PlayFest’s seventh season has concluded. All four new plays speak to the time in which we live. Two stood out as compelling, tightly written and ready for a full production. One dark satire bordered on horror. A cartoonish romp needs a lot of work.

“Drowning,” by Bill Capossere, was billed as a play about grief, but it is so much more. Roger (Erik Liberman), struggles to accept the accidental death of his son, Ryan (manifested by Luca Sandoval McCallum). Neighbor Simon (Matt Bodo) wrestles with guilt over a lapse in attention. His wife, Lynn (Christina Norris), balances complex emotions surrounding the tragedy and her own marital quandary. Using a fluid storytelling structure, Capossere shifts from past to present and navigates the rich fields of memory and regret. Well written and fully realized, the play succeeds as an emotionally moving humanist document filled with of despair, hope and redemption.

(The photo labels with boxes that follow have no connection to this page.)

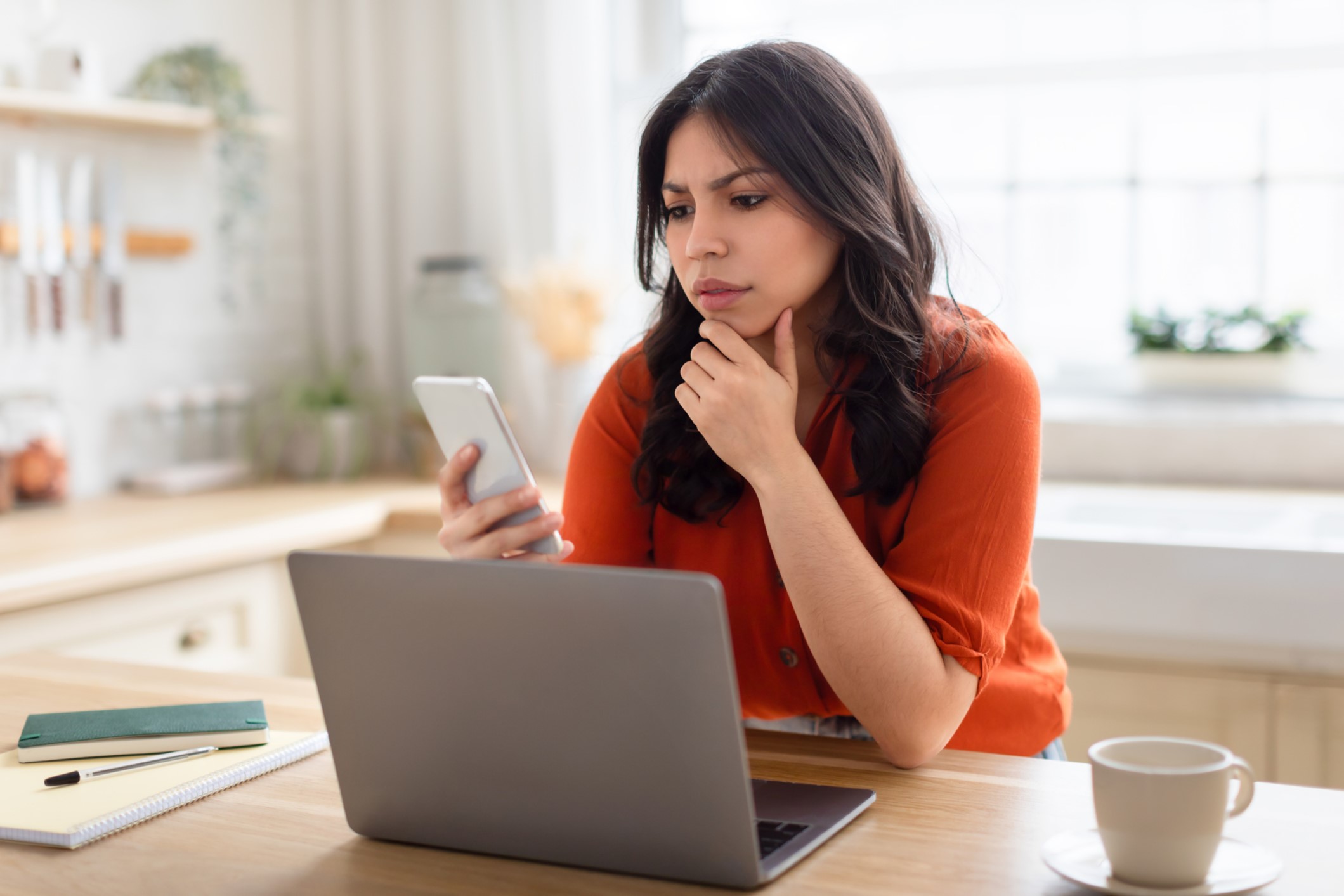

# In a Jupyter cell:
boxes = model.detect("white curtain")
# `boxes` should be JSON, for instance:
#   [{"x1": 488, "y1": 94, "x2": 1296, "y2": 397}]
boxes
[{"x1": 301, "y1": 0, "x2": 650, "y2": 472}]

“Becky & Her Lung Transplant,” by Lucy Wright and William Missouri Downs, is a tightly written satire on today’s blurry landscape that confuses reality and fantasy. Hollywood screenwriter Sylvia (Jodi Kingsley) navigates the power dynamics of the American entertainment industry with her agent (Jodi Long) while coping with her son Zeke (Conor Sheehan), an addicted gamer who cannot distinguish the war on his screen from reality. In a bizarre contract with Cecilia (Gabriella Cavallero), whose daughter’s medical trauma drives shifting iterations of a possible TV series or movie, Sylvia compromises again and again in this taut satire where every word, every plot twist and revelation matters.

“There Are Monsters,” by Andrea Aptecker, may be a spooky thriller about a stormy night in a southern mansion, but it transcends its genre. From the beginning, privileged Myrna (Julie Eccles) and Theo (Ray Abruzzo) welcome yokel strangers Opal (Molly Carden) and Red (Jacob Dresch) for a tense evening full of awkward revelations. Menace pervades the atmosphere and serves as a metaphor for our time of hypervigilance, political and class divides, and downright fear. Aptecker’s suspenseful drama underscores the class resentment that’s abundant in America today.

“D.Q.M. or Drag Queen Magic,” by Ian August, illuminates a different facet of today’s tumultuous zeitgeist. Nancy (Luisa Frasconi), a powerless and pitiful young woman who can’t get her life together, meets Letta Celebrate (Charlie Levy), a savvy drag queen who combines familiar mentor tropes: Cinderella’s fairy godmother, the Wizard of Oz and, specifically, the guardian angel from the 1946 holiday film “It’s a Wonderful Life.” The playwright also borrows the “Groundhog Day” film structure of repeating days to unfurl a victim satire. Structurally, repetition matters, but the play is overwritten and becomes tedious instead of enchanting. During the talkback, playwright August admitted to his excesses. The comedy began as a cartoon sitcom and ended with an odd, unnecessary and preachy sermon on acceptance.

The play clearly needs work, but that’s what PlayFest is all about.

Judith Reynolds is an arts journalist and member of the American Theatre Critics Association.